だが、この国において、それとこれとは別だ。


「いや。ジェイダなら愛嬌のある顔をしているし、それから、えーと……とにかく。こんなに可愛い乙女なら、太陽神も気に入って下さる」


無茶苦茶である。
それでは他に乙女らしい乙女がいないから、自分が選ばれたようなものだ。
否定できないのもまた、頭にくる。


「私が祈り子に相応しいとは、思えませんけど」


太陽の国・クルル。
遥か昔は、深緑の森に囲まれた美しい国だったらしい。
けれども今では、見る影もなく干上がってしまっている。
世紀に一度の、大干ばつに見舞われていた。

それを毎回救ってきたとされるのが、祈り子――“クルルの乙女”だ。

要するに、雨乞いの儀式を若い女性にやらせる。
それをそれらしい言葉に代えて、美化しているのだ。
一人の女性に背負わせるという行為を、正当化させる為に。


「そ、そんなことはないぞ。ジェイダなら適任だと、会議でも満場一致だった」


100年に一度、あるかないかのことだが、それでも言い伝えとして残っている。

国でも一、二を争う美女だったとか。
透き通るような、美声の持ち主だったり。
華麗な舞が踊れる人だったことも、あるとかないとか。
どう自分を高く見積もっても、そのどれにも当てはまらない。


「頼むよ、ジェイダ。

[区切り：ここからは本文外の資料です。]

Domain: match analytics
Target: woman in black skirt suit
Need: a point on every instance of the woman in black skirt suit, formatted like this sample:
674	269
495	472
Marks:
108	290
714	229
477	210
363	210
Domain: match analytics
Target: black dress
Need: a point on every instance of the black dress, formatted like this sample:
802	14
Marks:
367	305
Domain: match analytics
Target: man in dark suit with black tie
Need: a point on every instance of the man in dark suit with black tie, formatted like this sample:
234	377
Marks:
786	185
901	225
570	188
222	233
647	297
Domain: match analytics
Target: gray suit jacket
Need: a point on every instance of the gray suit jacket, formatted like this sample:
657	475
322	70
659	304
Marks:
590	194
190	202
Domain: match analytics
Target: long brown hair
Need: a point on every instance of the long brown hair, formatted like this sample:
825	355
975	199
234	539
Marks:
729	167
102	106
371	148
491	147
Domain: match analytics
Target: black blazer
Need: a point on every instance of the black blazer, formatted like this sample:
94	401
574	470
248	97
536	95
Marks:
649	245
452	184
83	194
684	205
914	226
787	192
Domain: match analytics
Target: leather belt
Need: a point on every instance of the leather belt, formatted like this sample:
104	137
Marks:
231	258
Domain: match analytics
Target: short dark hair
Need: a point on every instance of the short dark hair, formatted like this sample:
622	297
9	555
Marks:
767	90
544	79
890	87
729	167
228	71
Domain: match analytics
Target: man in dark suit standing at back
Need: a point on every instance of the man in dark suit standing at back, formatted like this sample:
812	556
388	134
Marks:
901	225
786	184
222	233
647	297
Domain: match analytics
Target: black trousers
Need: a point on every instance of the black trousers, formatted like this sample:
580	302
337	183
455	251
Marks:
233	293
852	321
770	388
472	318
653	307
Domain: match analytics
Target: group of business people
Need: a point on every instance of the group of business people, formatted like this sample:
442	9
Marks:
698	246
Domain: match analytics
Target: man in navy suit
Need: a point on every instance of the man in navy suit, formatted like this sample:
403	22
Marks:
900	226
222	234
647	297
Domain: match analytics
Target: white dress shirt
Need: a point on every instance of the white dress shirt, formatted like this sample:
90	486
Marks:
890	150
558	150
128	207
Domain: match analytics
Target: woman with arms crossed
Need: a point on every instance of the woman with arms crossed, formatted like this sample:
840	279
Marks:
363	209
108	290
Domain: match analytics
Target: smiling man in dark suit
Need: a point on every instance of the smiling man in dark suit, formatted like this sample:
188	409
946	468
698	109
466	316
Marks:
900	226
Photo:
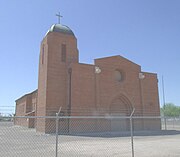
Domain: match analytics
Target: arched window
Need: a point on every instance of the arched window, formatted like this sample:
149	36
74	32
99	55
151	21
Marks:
119	75
63	52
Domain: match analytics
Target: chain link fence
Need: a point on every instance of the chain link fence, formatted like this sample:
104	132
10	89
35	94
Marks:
109	136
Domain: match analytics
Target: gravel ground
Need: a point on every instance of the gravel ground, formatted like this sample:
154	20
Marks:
16	141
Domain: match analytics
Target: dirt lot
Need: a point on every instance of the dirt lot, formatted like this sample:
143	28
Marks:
18	141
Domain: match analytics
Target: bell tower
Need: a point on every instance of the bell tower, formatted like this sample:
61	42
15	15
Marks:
58	51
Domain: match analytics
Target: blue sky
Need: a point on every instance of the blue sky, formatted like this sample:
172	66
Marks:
144	31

このままでは町どころか、クルルが存続できるかどうか」


確かに、この異常なまでの暑さは国の危機なのだろう。
だが、正直に言ってしまえば、心に浮かぶのは一言だけ。

(どうして、私が)


いや、違う。
本当は分かっているのだ。
なぜ、自分が選ばれたのかを。
祈り子の任務は、過酷なものだ。
町の、国の期待を一身に背負い、祈り続ける。

ある乙女は、荒れた地に跪き、強い日差しを浴び続けた。
またある乙女は、声が枯れるまで歌にのせて祈った。

時代錯誤も甚だしい。
大きな声では言えないけれど、そんなことをして何になると言うのだろう。
上手くいってもいかなくても、後に乙女は倒れてしまう。
その力を、神に捧げたからなどではない。
心身ともに、困ぱいしてしまうからだ。


「…もっと、いい解決法があるはずなのに」


みんな、きっと分かっている。
見て見ぬふりを、しているだけ。
けれど、自分の娘や恋人…大切な人が選ばれるのを、恐れている。
だから、ジェイダは選ばれた。
身寄りがいないからだ。


「……たとえば、どんな?」


冷やかに問われ、答えることができなかった。


「厳しいことだが、これは決定事項だ。ジェイダ」

話は終わりだとばかりに玄関へと向かう町長を、追いかける気力もなかった。
どうせ、町長もその上から命令されたに過ぎないのだ。
彼に喚いても、事実は引っくり返らないのだろう。だとしても――。
ジェイダは俯いたまま、外へ飛び出した。